Emmanuel had the phone first and, in typical Emmanuel style, told me that he was sad but refused to tell me why. "It'll make you sad too, Kez, so I don't want to tell you." Well then you shouldn't have mentioned it at all, genius! Of course, I have to hear it now that you've told me. How else can I know how to help you, how to pray for you? I love you, remember, and it's OK for me to sad about something that makes you sad. That's what love is about. He finally spilled the beans: he got in trouble this week because he talked back to soccer coach Manno Magloire up at the field. Dr Bernard was angry with him and he is being punished by not being allowed to play sports for 2 months. Emmanuel says that Miscardet was teasing him, so he was upset and wasn't playing well when Manno started talking to him. He has apologized to the coach and the good-natured man is going to see if he can reduce to punishment to a few weeks instead of 2 months. Yes, I was sad, mainly because Emmanuel knows better than to mouth off to a grown-up, and he knows that as one of the oldest kids, he has to be on his best behavior all the time. I reminded him that I am not there to defend him as I was before; last year, I was able to be an intermediary between the boys and Dr Bernard if their punishment was too harsh or if a behavior of theirs was misinterpreted by a nanny. Those nannies do a marvelous job considering there are only 6 of them for 60 kids, but they just don't have the time to get to know the kids as intimately as I did, so they do not always realize when behaviors are triggered by sadness or loneliness instead of a bad attitude. They really do love the kids but sometimes another opinion is helpful. In this case, Emmanuel misbehaved and I wouldn't get involved even if I was there, but hopefully it did him good to tell someone and to reminded that I expect the best from him because I know how good he can be.

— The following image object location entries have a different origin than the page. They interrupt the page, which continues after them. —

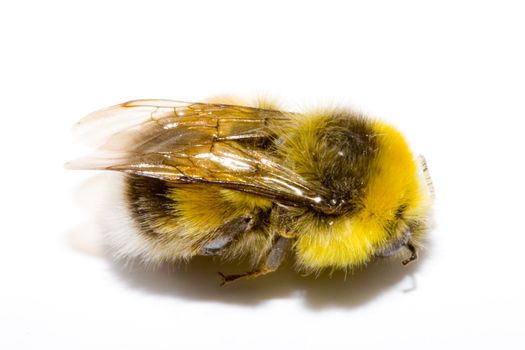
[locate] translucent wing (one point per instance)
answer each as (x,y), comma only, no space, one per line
(198,143)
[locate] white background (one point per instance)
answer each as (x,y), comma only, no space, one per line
(449,74)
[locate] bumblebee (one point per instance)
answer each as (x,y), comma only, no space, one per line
(334,188)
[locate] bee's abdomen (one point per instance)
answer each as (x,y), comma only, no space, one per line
(149,204)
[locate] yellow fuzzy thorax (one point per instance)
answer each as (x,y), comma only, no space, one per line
(353,239)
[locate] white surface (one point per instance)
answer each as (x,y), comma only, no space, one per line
(450,75)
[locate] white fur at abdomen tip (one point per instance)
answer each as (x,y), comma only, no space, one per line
(120,233)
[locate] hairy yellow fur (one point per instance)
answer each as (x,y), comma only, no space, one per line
(352,240)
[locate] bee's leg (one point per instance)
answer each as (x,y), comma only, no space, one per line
(227,233)
(272,261)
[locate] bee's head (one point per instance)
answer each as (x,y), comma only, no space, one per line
(387,192)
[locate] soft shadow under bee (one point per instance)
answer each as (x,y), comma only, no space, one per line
(199,280)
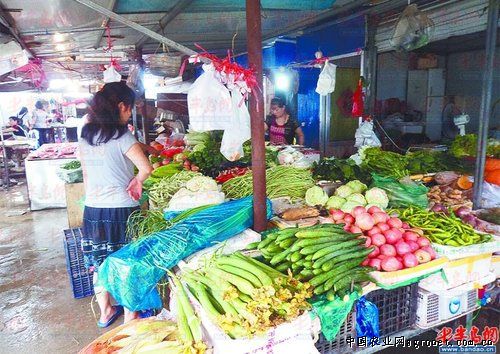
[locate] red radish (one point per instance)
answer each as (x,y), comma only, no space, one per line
(402,248)
(383,226)
(379,217)
(348,218)
(355,230)
(392,236)
(418,231)
(388,250)
(422,256)
(374,230)
(410,261)
(374,209)
(337,214)
(364,221)
(410,236)
(413,245)
(378,239)
(374,253)
(395,222)
(358,210)
(422,242)
(390,264)
(375,263)
(368,241)
(431,251)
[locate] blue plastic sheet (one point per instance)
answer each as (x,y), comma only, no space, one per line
(132,273)
(367,324)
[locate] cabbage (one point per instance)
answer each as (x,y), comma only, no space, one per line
(377,196)
(201,184)
(344,191)
(335,202)
(357,197)
(349,205)
(316,196)
(357,186)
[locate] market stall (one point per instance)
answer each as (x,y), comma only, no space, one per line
(45,188)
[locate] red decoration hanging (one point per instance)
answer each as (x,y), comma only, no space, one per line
(357,101)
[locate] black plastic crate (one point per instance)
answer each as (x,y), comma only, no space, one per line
(340,344)
(80,278)
(397,308)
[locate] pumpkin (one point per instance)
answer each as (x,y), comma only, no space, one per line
(493,177)
(492,164)
(464,183)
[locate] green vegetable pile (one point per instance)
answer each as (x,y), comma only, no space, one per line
(326,256)
(442,228)
(467,146)
(246,297)
(343,170)
(281,181)
(161,192)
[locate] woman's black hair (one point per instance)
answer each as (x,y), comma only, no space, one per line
(104,115)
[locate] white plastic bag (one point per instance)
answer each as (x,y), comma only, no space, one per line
(209,103)
(326,79)
(111,75)
(365,136)
(238,130)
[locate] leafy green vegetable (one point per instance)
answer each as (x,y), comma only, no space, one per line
(343,170)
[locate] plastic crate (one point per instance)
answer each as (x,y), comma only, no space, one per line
(80,278)
(397,308)
(340,344)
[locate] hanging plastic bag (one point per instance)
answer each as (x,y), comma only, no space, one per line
(111,75)
(402,193)
(131,274)
(413,29)
(209,103)
(239,130)
(357,100)
(365,135)
(367,324)
(326,79)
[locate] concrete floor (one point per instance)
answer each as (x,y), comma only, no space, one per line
(38,313)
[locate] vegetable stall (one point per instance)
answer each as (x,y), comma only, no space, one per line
(343,235)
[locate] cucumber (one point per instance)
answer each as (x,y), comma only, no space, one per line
(319,262)
(346,244)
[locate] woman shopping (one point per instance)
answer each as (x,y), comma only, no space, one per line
(281,127)
(108,153)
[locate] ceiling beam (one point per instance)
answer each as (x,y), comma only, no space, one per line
(180,6)
(137,27)
(105,23)
(11,25)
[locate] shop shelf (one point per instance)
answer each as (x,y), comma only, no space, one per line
(340,343)
(397,308)
(80,278)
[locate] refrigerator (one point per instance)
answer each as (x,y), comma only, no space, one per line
(425,93)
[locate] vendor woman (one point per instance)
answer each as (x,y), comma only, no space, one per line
(282,128)
(108,153)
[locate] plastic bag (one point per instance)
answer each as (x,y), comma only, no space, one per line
(238,131)
(209,103)
(131,274)
(326,79)
(413,29)
(367,324)
(403,193)
(111,75)
(365,136)
(332,314)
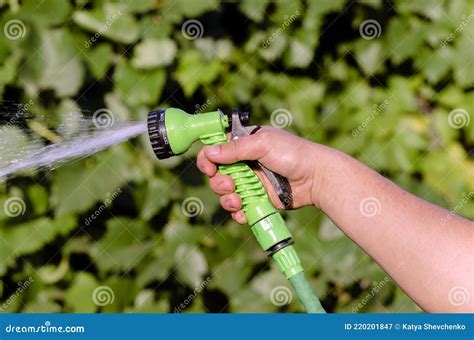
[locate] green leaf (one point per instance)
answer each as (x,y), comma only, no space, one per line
(152,53)
(39,199)
(194,71)
(79,186)
(112,21)
(191,9)
(123,245)
(79,296)
(55,66)
(138,87)
(190,265)
(98,59)
(51,12)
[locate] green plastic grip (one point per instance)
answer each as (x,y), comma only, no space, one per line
(265,221)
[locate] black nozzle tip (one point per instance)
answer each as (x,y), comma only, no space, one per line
(157,133)
(244,117)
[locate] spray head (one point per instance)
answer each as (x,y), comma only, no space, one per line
(172,131)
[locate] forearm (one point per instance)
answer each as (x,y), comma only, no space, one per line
(414,241)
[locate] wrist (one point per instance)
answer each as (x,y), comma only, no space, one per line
(327,163)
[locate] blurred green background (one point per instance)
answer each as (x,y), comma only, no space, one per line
(388,82)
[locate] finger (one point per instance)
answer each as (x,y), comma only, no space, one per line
(205,165)
(231,202)
(244,148)
(239,217)
(222,184)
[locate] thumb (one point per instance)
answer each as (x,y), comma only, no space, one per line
(241,149)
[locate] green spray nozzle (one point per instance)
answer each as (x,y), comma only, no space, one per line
(172,132)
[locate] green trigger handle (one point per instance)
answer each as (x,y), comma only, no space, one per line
(172,132)
(268,226)
(265,221)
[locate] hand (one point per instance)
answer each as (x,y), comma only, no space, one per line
(280,151)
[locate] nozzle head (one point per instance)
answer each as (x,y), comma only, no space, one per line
(157,133)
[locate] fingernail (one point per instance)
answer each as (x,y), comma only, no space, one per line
(213,150)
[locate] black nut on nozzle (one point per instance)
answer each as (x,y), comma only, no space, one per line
(157,133)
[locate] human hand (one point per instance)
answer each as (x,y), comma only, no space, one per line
(282,152)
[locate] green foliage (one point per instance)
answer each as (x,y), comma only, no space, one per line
(307,57)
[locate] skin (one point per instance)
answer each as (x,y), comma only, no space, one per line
(427,250)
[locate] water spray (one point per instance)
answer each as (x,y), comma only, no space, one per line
(173,131)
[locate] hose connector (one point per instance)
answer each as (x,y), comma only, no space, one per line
(288,261)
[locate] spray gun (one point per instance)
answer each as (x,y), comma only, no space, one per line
(173,131)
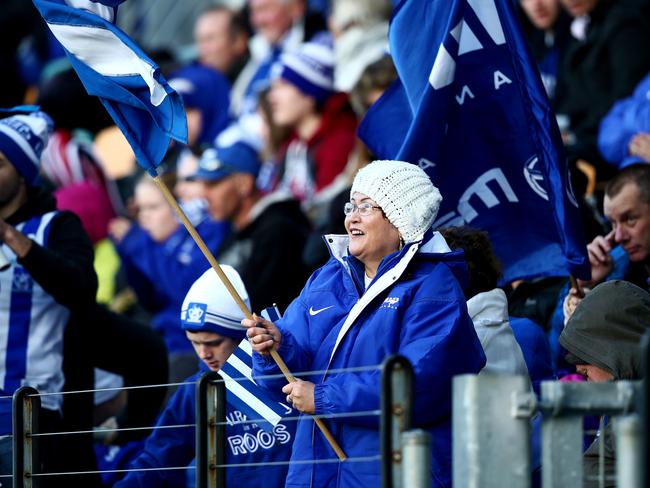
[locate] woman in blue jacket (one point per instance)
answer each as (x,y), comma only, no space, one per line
(390,287)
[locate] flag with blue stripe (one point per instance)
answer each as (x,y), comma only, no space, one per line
(112,67)
(469,107)
(245,395)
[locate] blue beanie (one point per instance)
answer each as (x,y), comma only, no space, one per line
(22,140)
(209,307)
(310,69)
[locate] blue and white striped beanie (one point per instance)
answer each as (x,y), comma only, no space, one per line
(22,140)
(310,68)
(208,306)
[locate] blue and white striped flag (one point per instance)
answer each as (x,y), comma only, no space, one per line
(246,396)
(112,67)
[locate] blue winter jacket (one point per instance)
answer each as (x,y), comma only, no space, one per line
(175,447)
(413,307)
(161,273)
(626,118)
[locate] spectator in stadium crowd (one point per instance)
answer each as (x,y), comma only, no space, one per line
(604,62)
(161,261)
(211,319)
(206,97)
(221,37)
(279,26)
(624,134)
(602,338)
(49,273)
(269,232)
(391,287)
(360,31)
(322,122)
(546,26)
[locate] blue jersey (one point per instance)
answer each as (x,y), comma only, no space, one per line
(32,323)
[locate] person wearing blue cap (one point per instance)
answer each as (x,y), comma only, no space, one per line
(211,320)
(268,232)
(47,275)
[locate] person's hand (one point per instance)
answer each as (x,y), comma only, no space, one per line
(19,243)
(640,146)
(263,335)
(118,228)
(599,258)
(300,394)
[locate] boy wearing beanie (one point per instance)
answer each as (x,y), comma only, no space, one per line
(323,125)
(211,320)
(49,273)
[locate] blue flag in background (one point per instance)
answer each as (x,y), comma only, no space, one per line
(469,107)
(112,67)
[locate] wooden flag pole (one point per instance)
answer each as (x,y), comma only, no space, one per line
(231,289)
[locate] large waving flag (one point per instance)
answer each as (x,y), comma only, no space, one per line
(469,107)
(112,67)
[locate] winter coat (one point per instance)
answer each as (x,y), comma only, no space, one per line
(414,307)
(245,443)
(605,331)
(627,118)
(489,312)
(161,273)
(37,294)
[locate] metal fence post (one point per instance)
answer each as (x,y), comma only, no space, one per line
(628,451)
(491,419)
(416,453)
(397,386)
(25,407)
(645,408)
(210,431)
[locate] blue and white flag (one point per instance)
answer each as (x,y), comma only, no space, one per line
(112,67)
(246,396)
(470,108)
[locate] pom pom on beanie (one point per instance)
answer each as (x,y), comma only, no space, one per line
(405,194)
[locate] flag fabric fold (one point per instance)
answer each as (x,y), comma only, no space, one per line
(469,107)
(112,67)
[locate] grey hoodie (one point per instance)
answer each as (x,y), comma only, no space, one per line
(605,331)
(606,328)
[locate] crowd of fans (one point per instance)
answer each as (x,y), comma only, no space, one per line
(273,93)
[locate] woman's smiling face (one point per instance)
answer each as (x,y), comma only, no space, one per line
(372,236)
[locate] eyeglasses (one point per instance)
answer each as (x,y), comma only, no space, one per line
(362,208)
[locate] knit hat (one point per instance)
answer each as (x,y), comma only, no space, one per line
(606,328)
(405,194)
(209,307)
(218,162)
(22,140)
(310,68)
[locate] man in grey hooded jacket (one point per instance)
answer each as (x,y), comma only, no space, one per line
(602,338)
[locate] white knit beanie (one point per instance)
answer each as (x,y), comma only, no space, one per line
(405,194)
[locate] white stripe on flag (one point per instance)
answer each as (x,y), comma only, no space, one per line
(246,347)
(107,13)
(247,397)
(241,366)
(105,53)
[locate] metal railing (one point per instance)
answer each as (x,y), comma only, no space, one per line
(404,458)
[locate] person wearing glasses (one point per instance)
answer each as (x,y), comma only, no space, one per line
(390,287)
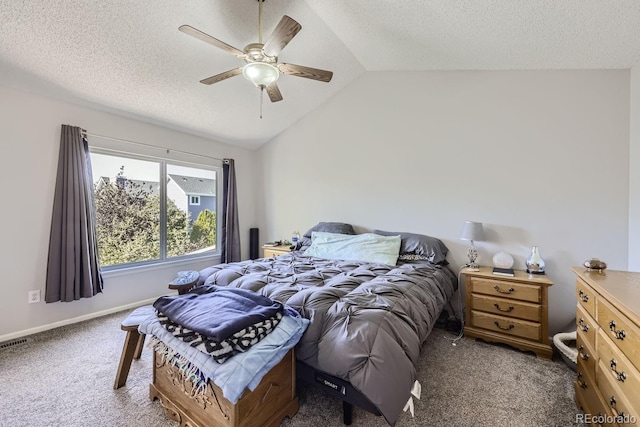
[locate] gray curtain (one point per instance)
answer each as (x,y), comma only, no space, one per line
(73,270)
(230,229)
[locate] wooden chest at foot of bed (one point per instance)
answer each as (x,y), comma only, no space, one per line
(273,399)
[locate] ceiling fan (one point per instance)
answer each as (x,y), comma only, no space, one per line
(262,67)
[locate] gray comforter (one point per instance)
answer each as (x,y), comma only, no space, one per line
(368,321)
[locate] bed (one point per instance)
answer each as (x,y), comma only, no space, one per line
(367,320)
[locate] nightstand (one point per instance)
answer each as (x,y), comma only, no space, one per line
(269,251)
(509,310)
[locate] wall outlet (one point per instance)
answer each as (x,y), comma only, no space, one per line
(33,296)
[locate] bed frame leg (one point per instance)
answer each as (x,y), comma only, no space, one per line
(347,413)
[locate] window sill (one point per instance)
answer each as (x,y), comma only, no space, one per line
(176,265)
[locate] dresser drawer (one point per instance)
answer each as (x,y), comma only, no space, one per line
(506,289)
(586,297)
(615,399)
(621,371)
(587,326)
(507,307)
(506,325)
(589,398)
(586,353)
(624,334)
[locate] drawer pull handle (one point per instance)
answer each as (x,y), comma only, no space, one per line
(620,335)
(620,376)
(583,355)
(612,404)
(508,328)
(583,326)
(581,383)
(584,297)
(506,310)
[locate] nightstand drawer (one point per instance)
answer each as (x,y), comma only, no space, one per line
(506,289)
(621,371)
(506,325)
(624,334)
(507,307)
(587,326)
(586,297)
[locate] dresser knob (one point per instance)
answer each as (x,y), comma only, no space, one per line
(612,404)
(506,310)
(583,325)
(619,335)
(508,328)
(620,376)
(508,291)
(583,296)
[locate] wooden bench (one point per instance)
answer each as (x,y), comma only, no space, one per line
(134,341)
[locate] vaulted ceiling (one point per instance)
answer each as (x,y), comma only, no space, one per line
(128,56)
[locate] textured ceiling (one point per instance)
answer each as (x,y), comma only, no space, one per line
(128,56)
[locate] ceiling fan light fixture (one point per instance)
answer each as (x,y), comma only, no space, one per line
(260,73)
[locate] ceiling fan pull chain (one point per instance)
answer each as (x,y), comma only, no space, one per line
(261,99)
(260,21)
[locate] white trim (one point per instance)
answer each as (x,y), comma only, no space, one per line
(78,319)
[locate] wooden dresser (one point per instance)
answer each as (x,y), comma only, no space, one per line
(510,310)
(608,342)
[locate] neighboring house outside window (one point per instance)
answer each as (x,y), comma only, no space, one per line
(183,189)
(137,223)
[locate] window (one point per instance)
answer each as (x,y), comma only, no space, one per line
(145,211)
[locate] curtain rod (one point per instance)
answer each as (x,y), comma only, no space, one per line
(151,146)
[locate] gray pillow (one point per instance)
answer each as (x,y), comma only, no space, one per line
(331,227)
(428,247)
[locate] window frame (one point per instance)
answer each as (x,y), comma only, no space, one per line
(162,175)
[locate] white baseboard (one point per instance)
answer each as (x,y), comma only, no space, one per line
(78,319)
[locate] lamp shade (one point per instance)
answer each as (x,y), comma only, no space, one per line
(260,73)
(472,231)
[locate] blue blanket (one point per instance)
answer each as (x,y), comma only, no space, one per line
(244,370)
(217,312)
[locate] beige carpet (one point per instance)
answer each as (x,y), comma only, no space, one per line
(64,377)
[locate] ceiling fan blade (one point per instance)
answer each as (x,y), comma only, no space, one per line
(222,76)
(274,92)
(188,29)
(306,72)
(286,29)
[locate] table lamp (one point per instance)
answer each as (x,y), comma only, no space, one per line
(472,231)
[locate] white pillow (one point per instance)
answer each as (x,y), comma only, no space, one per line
(367,247)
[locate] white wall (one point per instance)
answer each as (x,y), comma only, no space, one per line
(30,144)
(540,157)
(634,167)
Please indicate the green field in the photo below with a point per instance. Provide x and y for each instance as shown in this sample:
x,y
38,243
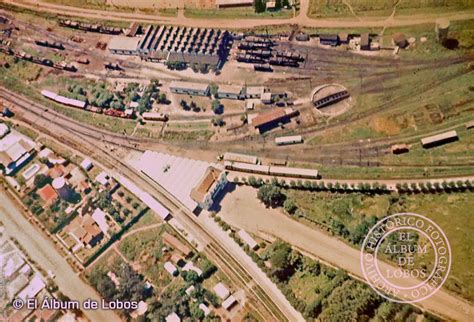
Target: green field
x,y
345,214
337,8
234,13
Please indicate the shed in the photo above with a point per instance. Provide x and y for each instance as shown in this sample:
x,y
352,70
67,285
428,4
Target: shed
x,y
399,40
247,239
233,3
302,37
343,37
170,268
254,91
86,164
173,317
267,98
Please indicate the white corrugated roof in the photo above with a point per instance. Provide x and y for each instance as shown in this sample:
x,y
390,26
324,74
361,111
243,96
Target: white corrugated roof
x,y
177,175
123,43
189,85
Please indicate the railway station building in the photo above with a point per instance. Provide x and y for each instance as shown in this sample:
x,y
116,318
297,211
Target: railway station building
x,y
230,92
189,88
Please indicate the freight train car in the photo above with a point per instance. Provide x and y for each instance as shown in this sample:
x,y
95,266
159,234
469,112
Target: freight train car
x,y
272,170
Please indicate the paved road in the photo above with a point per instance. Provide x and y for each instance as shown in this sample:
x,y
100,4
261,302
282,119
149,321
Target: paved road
x,y
42,251
242,209
302,19
185,216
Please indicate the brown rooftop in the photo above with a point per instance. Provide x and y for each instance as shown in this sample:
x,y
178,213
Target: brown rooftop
x,y
268,117
48,194
210,177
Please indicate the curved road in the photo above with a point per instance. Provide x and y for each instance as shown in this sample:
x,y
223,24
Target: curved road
x,y
302,19
238,209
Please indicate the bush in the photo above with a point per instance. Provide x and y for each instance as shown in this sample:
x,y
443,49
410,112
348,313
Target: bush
x,y
290,206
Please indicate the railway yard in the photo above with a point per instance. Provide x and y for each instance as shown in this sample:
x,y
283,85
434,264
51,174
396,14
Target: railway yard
x,y
344,113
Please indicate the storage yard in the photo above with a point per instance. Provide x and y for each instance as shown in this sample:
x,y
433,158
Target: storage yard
x,y
250,107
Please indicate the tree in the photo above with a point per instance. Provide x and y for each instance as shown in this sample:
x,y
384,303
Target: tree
x,y
42,180
214,89
216,106
162,98
259,6
271,195
290,206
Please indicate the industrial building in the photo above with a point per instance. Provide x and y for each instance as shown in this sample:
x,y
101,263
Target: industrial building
x,y
209,187
267,120
439,139
184,178
15,151
189,88
399,40
184,45
180,45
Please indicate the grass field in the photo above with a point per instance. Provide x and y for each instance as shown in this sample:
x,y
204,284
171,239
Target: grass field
x,y
144,248
451,211
337,8
233,13
103,5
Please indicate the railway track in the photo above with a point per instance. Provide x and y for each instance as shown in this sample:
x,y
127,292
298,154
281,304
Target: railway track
x,y
349,154
213,248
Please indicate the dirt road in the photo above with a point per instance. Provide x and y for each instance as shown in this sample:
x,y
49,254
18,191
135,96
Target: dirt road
x,y
302,19
43,252
241,208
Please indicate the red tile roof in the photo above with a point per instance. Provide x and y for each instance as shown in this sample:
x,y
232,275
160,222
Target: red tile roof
x,y
48,194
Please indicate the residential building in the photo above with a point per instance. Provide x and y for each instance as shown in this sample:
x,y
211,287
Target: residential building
x,y
230,92
229,303
48,195
85,230
170,268
254,91
221,291
86,164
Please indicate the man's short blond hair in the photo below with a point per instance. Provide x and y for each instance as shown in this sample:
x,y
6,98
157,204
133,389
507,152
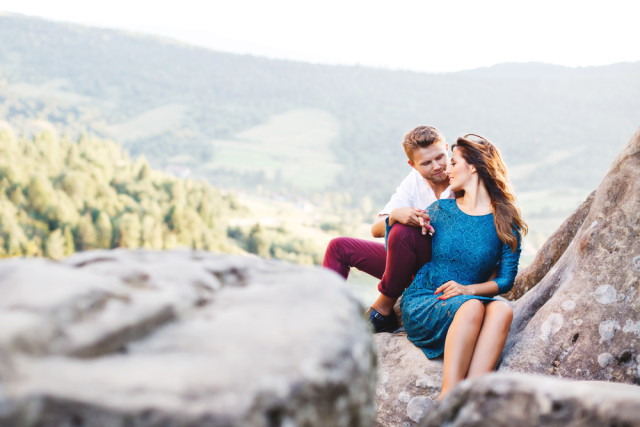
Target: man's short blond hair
x,y
420,137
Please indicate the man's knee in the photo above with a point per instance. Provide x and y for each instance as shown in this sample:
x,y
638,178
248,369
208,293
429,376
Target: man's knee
x,y
335,248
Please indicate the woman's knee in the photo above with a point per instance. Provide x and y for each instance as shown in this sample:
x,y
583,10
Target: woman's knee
x,y
501,313
471,311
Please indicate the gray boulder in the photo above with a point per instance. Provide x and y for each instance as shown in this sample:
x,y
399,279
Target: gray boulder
x,y
550,252
408,382
508,399
583,319
181,338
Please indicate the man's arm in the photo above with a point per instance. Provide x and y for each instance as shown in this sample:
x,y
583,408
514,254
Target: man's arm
x,y
378,227
408,216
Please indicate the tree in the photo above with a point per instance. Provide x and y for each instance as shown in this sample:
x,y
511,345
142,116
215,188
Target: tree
x,y
55,245
256,243
104,230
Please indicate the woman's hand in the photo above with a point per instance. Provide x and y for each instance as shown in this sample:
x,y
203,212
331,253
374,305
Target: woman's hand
x,y
452,289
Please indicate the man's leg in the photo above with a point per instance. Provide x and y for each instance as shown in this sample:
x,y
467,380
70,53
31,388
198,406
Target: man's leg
x,y
407,251
346,252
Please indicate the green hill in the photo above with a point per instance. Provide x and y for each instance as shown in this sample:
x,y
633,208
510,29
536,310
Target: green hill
x,y
301,130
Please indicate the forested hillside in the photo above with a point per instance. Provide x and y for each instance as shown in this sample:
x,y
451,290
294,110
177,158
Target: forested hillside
x,y
298,128
61,196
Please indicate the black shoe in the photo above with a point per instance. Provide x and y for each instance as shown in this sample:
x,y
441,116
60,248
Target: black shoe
x,y
382,323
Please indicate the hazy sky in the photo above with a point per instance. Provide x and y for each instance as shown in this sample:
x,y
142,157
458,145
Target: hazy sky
x,y
447,35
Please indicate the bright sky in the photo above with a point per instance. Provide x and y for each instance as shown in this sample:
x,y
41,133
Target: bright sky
x,y
447,35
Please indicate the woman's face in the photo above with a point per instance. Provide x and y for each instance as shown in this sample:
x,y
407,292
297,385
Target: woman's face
x,y
459,171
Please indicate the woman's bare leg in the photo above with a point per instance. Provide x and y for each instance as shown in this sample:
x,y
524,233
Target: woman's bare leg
x,y
493,334
460,343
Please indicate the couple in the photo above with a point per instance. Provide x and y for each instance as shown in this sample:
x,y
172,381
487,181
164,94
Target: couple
x,y
477,230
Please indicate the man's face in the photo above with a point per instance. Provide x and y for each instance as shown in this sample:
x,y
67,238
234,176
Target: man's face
x,y
431,162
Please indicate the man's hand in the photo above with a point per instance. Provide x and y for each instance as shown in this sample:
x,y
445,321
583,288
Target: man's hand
x,y
452,289
412,217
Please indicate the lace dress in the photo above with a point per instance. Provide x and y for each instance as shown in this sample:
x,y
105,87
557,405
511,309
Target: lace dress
x,y
466,249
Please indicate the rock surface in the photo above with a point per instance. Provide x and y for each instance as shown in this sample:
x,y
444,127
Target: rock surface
x,y
583,319
408,382
550,252
180,338
503,399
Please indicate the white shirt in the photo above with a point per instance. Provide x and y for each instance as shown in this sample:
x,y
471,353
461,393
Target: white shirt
x,y
414,191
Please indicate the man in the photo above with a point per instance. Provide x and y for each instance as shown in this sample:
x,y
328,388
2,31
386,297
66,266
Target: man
x,y
405,225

Emmanuel said that he has still been writing down his thoughts in the notebook that I gave him in May - I used to find him sitting by himself on the stairs or on his bed, just staring off into nowhere and I finally asked him what he was doing. "Just thinking, imagining," he said. A few days later, I gave him the notebook and told him that sometimes it helps to write those thoughts and those imaginings down. It was one of the those days when he did not respond to anything I said; he took the notebook without a word and I walked away thinking that the idea was a complete flop. That afternoon, though, I passed by his room and there was the notebook, the first page covered with his unique handwriting. A success after all.
Acheley said that he didn't go to the soccer field today because his leg hurts, so he is trying to take it easy. Renick said "Hi", Janel, the janitor, also said "Hi", and Miscardet made sure that the boys told me that his cleats are torn. Fortunately, several of my December Haiti team members have soccer-playing little brothers, so we should be able to replace his cleats. Bernadin and Emmanuel both said that they will do fine on the exams that start on Oct. 22nd. Bernadin confessed that he struggles with chemistry and math, but that he is working at it. He has been asking Jacques, Jefthe and Mathurin for help when he doesn't understand something.
Duck took the phone next - I love talking to him on the phone because I can hear him smiling as he's talking to me. I told him so, which may him burst out laughing. He said, "I'm always smiling, Keziah, except when I'm thinking sometimes. You know that." I do, but I still get a kick out of the fact that I can tell exactly what his facial expression would be just from the way his voice sounds. We went through a whole drama of figuring out his shoe size that involved me threatening Bernadin that I would never talk to him again if he didn't help us. Then of course I felt bad and got him on the phone to tell him that I would never really do that. He said, "I know."
Vandomme was the last one I talked to before my time ran out. I had a hard time understanding him because he was mumbling, but he seemed to be telling me that he was having some problems. When I asked what, he started on a monologue of which I only understood part, but the basic gist was that he feels like the girls are getting more attention than the boys right now. I wish I had been able to understand more or talk to him longer, because there have probably been only 1 or 2 situations to make him feel that way and I bet with a little bit of explaining and encouraging, he could be made to understand why they occurred. He is an young man who is very grounded in reality and very concerned with justice. Frustrating though it may be to not know exactly what is happening and to not be able to assist him, all I can do is hand it over to God and ask Him to help Junior be patient until things get worked out.
I told them that Bryn is coming to live at the orphanage. They didn't react at all. But that is how they are; they don't react to any news initially, good or bad. It takes them a little while to process it and then they go crazy, either with excitement or sorrow. I can guarantee that all they will be talking about tonight is Bryn becoming their new teacher, friend, and sister. It's going to be one of those nights when the lights go out at 10 but the conversation doesn't stop until midnight.